SUV owners who are faced with rising gas prices have found a new way to get out from under their high car payments — arson.
This trend was spotted by a Southern California arson task force in the summer of 2005 when gas prices spiked. At one point, firefighters responding to a report of a vehicle fire arrived at the Los Angeles River Bed to find two SUVs burning at the same time.
Investigators found the arson-for-hire ring involved a new-car dealership in Cerritos, California. Debt-weary SUV owners contacted the finance manager, hoping to trade in their gas-guzzler for something cheaper. They were then put in touch with an arsonist who told them to leave the keys in the ignition and $300 cash in the glovebox. An arsonist would then take the car to a remote location and set it afire. After the car was torched, the owners would then contact their insurance company and report their vehicle stolen, expecting their debt to be cancelled. Instead, they were investigated for insurance fraud.

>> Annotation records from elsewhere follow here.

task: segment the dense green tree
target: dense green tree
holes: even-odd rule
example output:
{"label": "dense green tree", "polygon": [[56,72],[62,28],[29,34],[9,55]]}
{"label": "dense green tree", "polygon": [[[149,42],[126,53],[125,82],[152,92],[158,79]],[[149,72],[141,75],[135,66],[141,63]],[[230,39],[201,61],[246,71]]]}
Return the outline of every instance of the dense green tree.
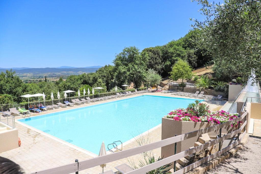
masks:
{"label": "dense green tree", "polygon": [[150,69],[148,71],[146,80],[153,85],[156,85],[158,91],[158,85],[160,83],[162,77],[157,73],[156,71]]}
{"label": "dense green tree", "polygon": [[15,74],[11,69],[0,74],[0,94],[10,95],[14,101],[19,102],[22,98],[19,96],[22,95],[25,84]]}
{"label": "dense green tree", "polygon": [[[221,4],[195,0],[202,7],[203,22],[199,44],[207,49],[215,63],[224,61],[244,78],[254,69],[261,78],[261,1],[225,0]],[[227,66],[224,68],[229,68]]]}
{"label": "dense green tree", "polygon": [[158,73],[162,72],[164,64],[160,47],[145,48],[141,52],[141,55],[143,59],[148,59],[148,69],[153,69]]}
{"label": "dense green tree", "polygon": [[140,86],[146,75],[146,57],[142,57],[135,46],[125,48],[113,61],[115,78],[118,86],[133,82]]}
{"label": "dense green tree", "polygon": [[184,79],[191,79],[192,77],[192,69],[187,62],[180,59],[172,67],[170,77],[173,80],[181,79],[183,83]]}
{"label": "dense green tree", "polygon": [[[0,94],[0,105],[12,104],[14,103],[13,96],[9,94]],[[0,106],[0,109],[1,106]]]}

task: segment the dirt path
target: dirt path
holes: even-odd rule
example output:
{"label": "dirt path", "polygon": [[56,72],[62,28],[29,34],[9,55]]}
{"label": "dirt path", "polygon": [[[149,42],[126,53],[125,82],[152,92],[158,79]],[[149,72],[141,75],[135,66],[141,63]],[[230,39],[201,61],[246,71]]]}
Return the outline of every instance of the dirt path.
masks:
{"label": "dirt path", "polygon": [[245,146],[205,174],[261,173],[261,139],[248,137]]}

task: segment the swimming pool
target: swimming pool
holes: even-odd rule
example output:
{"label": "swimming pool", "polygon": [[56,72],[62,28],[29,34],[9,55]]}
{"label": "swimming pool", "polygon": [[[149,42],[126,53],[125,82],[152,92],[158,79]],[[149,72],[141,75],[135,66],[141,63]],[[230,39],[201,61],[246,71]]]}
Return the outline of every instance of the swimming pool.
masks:
{"label": "swimming pool", "polygon": [[18,120],[98,154],[103,141],[126,142],[194,100],[144,95]]}

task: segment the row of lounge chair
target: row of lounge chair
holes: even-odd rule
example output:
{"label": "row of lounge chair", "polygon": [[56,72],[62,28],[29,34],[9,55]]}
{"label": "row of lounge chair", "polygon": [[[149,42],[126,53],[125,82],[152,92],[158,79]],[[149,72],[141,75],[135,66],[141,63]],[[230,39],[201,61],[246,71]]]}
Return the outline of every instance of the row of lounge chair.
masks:
{"label": "row of lounge chair", "polygon": [[171,94],[180,96],[194,97],[200,99],[205,99],[209,100],[211,99],[212,100],[221,100],[225,99],[225,98],[223,98],[223,96],[221,95],[219,95],[215,97],[212,95],[204,94],[204,91],[201,91],[200,93],[199,91],[197,91],[193,94],[184,92],[177,92]]}
{"label": "row of lounge chair", "polygon": [[30,114],[30,112],[33,112],[34,113],[40,112],[42,111],[47,111],[49,109],[54,109],[58,108],[60,107],[66,107],[68,106],[73,106],[74,105],[80,105],[85,103],[89,103],[91,102],[98,101],[102,100],[105,100],[115,98],[118,97],[123,97],[134,95],[136,94],[141,94],[148,92],[147,90],[143,90],[138,91],[135,89],[134,92],[130,91],[125,91],[122,92],[117,93],[116,94],[112,95],[110,95],[98,98],[94,98],[91,99],[90,97],[86,98],[81,99],[80,100],[76,98],[71,100],[71,103],[68,101],[64,102],[64,103],[61,102],[57,103],[57,104],[51,105],[47,106],[44,106],[42,104],[37,104],[37,107],[35,106],[34,108],[29,108],[29,110],[25,109],[24,107],[18,107],[17,110],[16,108],[9,108],[9,110],[2,112],[3,115],[13,115],[13,114],[20,115],[20,114],[25,115],[26,115]]}

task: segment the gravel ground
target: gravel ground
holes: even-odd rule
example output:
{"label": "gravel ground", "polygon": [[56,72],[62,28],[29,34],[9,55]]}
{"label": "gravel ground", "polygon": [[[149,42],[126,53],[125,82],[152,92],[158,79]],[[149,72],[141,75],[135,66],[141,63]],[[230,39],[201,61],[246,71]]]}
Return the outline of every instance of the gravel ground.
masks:
{"label": "gravel ground", "polygon": [[249,137],[235,154],[205,174],[261,173],[261,139]]}

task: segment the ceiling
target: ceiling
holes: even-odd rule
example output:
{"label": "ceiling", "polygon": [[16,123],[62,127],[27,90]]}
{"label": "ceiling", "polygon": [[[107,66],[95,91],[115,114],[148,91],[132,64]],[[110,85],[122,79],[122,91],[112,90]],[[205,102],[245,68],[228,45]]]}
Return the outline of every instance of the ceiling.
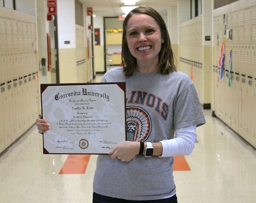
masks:
{"label": "ceiling", "polygon": [[[137,0],[136,5],[150,6],[160,14],[167,13],[167,10],[177,5],[178,0]],[[87,7],[93,8],[96,16],[119,17],[124,14],[120,6],[124,5],[124,0],[79,0]]]}

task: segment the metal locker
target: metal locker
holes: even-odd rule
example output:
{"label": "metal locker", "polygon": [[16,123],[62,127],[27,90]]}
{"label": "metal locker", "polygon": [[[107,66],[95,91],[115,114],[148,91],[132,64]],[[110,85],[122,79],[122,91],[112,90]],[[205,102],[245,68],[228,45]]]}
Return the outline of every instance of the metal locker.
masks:
{"label": "metal locker", "polygon": [[11,24],[11,20],[5,19],[5,25],[6,25],[6,34],[12,34],[12,24]]}
{"label": "metal locker", "polygon": [[244,25],[244,10],[240,10],[238,11],[238,21],[239,26],[243,26]]}
{"label": "metal locker", "polygon": [[0,34],[6,34],[6,28],[5,20],[4,18],[0,18]]}
{"label": "metal locker", "polygon": [[256,24],[256,7],[251,9],[251,24]]}
{"label": "metal locker", "polygon": [[246,10],[244,12],[245,25],[251,25],[251,9]]}
{"label": "metal locker", "polygon": [[18,34],[18,22],[16,20],[11,20],[11,30],[12,34]]}

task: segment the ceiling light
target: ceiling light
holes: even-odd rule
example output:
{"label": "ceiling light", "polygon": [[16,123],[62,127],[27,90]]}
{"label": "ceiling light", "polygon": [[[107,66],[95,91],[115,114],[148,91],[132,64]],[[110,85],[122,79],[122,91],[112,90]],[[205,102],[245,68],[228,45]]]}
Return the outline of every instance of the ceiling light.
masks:
{"label": "ceiling light", "polygon": [[136,0],[124,0],[124,5],[135,5]]}

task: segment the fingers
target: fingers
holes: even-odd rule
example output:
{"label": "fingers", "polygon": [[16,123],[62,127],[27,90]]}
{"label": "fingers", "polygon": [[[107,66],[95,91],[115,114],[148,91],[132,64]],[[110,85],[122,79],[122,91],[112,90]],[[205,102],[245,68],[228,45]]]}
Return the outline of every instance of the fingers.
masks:
{"label": "fingers", "polygon": [[[115,153],[115,151],[116,151],[116,150],[117,149],[117,148],[118,148],[118,146],[117,146],[117,147],[116,147],[115,149],[112,149],[110,151],[109,151],[109,152],[108,153],[108,154],[109,154],[109,155],[112,155]],[[111,156],[111,157],[112,158],[112,156]]]}
{"label": "fingers", "polygon": [[50,129],[50,125],[47,121],[38,118],[36,120],[37,129],[39,130],[38,133],[43,134]]}

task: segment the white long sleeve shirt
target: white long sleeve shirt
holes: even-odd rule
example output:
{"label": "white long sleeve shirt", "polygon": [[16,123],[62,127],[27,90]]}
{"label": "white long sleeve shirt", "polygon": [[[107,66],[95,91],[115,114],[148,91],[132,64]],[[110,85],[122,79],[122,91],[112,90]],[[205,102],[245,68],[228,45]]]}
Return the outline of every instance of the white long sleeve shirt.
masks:
{"label": "white long sleeve shirt", "polygon": [[160,157],[191,154],[196,142],[196,126],[177,129],[174,139],[160,141],[163,146],[163,154]]}

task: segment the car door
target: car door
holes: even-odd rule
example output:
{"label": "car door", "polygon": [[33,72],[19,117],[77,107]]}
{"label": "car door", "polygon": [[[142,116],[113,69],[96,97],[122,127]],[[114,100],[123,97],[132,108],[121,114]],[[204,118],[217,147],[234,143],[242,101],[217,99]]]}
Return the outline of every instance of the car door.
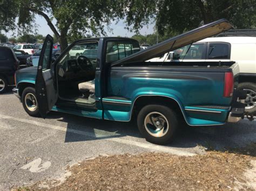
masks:
{"label": "car door", "polygon": [[39,58],[36,79],[36,94],[38,109],[45,118],[58,99],[54,76],[54,66],[52,64],[53,38],[48,35],[45,38]]}

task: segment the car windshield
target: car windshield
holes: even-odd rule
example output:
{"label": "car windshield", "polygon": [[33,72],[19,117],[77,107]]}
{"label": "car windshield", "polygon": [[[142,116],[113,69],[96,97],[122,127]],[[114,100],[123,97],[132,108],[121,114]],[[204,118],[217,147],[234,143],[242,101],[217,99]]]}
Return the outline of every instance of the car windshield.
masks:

A sting operation was arranged and an undercover officer posed as an "upside-down" SUV owner who wanted his vehicle burned. "Upside-down" refers to a loan where more money is owed than the car is worth. The vehicle was left at a predetermined location with cash in the glovebox. However, the would-be arsonist didn't know there was a "dash cam" installed in the car to videotape his actions. When the arsonist removed the money and started to drive away, investigators hit a kill switch and triggered the door locks, trapping him inside. Simultaneously, warrants were served on seven other people involved in the arson ring.